Twórca "Podwieczorka przy mikrofonie"
Od 1958 roku przez kolejne trzydzieści jeden lat Zenon Wiktorczyk był konferansjerem, reżyserem, autorem tekstów i jednym z wykonawców audycji "Podwieczorek przy mikrofonie". Był to niezwykle popularny wówczas program kabaretowy, podczas którego w krzywym zwierciadle ukazywano polską obyczajowość – wyśmiewano pustki w sklepach, parodiowano szkolne lekcje, czy stosunki panujące w peerelowskich zakładach pracy.
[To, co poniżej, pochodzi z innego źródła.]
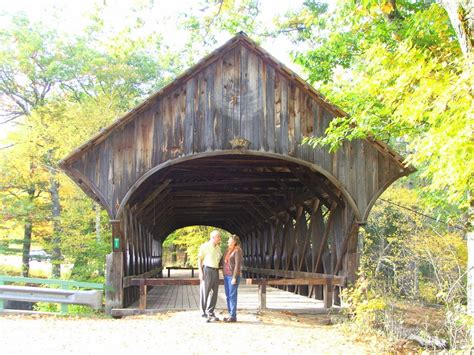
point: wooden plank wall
(141, 252)
(299, 242)
(240, 94)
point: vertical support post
(262, 295)
(64, 306)
(328, 294)
(143, 294)
(114, 293)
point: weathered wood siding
(240, 94)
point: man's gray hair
(215, 233)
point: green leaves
(402, 79)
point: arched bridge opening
(293, 221)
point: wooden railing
(65, 295)
(294, 278)
(310, 279)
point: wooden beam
(336, 280)
(326, 234)
(150, 198)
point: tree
(47, 77)
(403, 71)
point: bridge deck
(186, 297)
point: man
(208, 262)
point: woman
(231, 268)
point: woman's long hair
(231, 249)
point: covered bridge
(220, 146)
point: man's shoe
(213, 318)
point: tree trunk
(56, 255)
(461, 15)
(470, 266)
(28, 231)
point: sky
(162, 15)
(70, 17)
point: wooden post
(143, 294)
(114, 292)
(328, 294)
(262, 295)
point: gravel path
(175, 332)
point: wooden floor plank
(187, 297)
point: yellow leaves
(386, 8)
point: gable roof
(240, 39)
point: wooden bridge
(220, 146)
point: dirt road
(176, 332)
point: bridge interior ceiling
(231, 192)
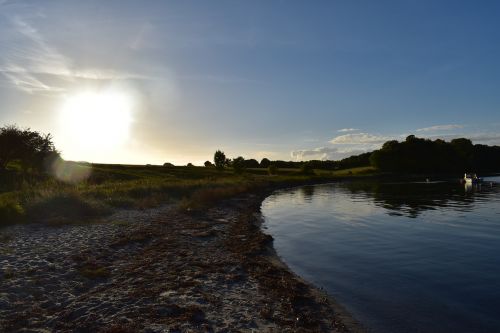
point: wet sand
(158, 270)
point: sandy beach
(158, 270)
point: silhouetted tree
(220, 160)
(33, 150)
(272, 169)
(264, 163)
(418, 155)
(238, 164)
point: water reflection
(402, 257)
(413, 198)
(307, 192)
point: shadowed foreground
(157, 270)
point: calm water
(401, 257)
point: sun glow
(96, 120)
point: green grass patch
(109, 187)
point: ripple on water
(401, 256)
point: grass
(108, 187)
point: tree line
(418, 155)
(221, 161)
(33, 151)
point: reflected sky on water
(401, 256)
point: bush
(272, 169)
(219, 160)
(33, 150)
(239, 164)
(10, 212)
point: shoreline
(160, 270)
(342, 320)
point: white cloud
(348, 130)
(325, 153)
(360, 139)
(440, 128)
(32, 65)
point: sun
(96, 120)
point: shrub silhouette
(272, 169)
(33, 150)
(265, 163)
(219, 160)
(238, 164)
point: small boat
(471, 178)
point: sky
(172, 81)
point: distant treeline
(418, 155)
(350, 162)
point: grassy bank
(100, 189)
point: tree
(264, 163)
(238, 164)
(219, 160)
(272, 169)
(33, 150)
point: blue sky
(279, 79)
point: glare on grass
(96, 120)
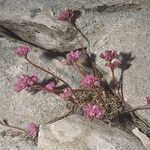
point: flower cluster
(93, 111)
(24, 82)
(148, 100)
(23, 50)
(110, 56)
(90, 81)
(94, 102)
(67, 93)
(50, 86)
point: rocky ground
(122, 25)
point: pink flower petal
(23, 50)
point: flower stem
(77, 67)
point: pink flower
(32, 129)
(24, 82)
(90, 81)
(72, 57)
(23, 50)
(113, 65)
(66, 15)
(148, 100)
(50, 86)
(93, 111)
(109, 55)
(67, 93)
Wiktorczyk był także twórcą ponad dwudziestu słuchowisk, które były emitowane w siedmiu zagranicznych rozgłośniach radiowych.
Irena Heppen, dziennikarka Polskiego Radia, wspominała w audycji "Dwie do setki", że dziennikarz był prawdopodobnie najlepszym szefem, jakiego miała. Praca z nim była "lekka, miła i przyjemna". Mimo wszystko należał do grona osób niezwykle pracowitych – w studiu potrafił siedzieć całą noc, a gdy czuł się zmęczony, to przysuwał sobie drugi fotel i tak zasypiał.
– Po wprowadzeniu stanu wojennego w 1981 roku straciliśmy pracę w radiu, a Pan Zenon przeszedł na emeryturę. Nie zerwaliśmy jednak kontaktu. Nasza przyjaźń została do końca, bo Pan Wiktorczyk był nie tylko wspaniałym szefem, ale również przyjacielem – opowiadała Irena Heppen.
88:38 2021_01_16_15_00_04_PR2_Dwie_do_setki.mp3 Irena Heppen, Roman Dziewoński, dziennikarz radiowy i Czesław Majewski, kompozytor, pianista, aktor kabaretowy, wspominają Zenona Wiktorczyka. Audycja Moniki Zając i Jakuba Kukli "Dwie do setki". (PR, 16.01.2021)
"Szpak", "Miś" i Buffo
Działalność Wiktorczyka nie ograniczała się jedynie do pracy w Polskim Radiu. I tak w 1954 powołał do życia kabaret "Szpak", w którym pełnił rolę autora tekstów i konferansjera.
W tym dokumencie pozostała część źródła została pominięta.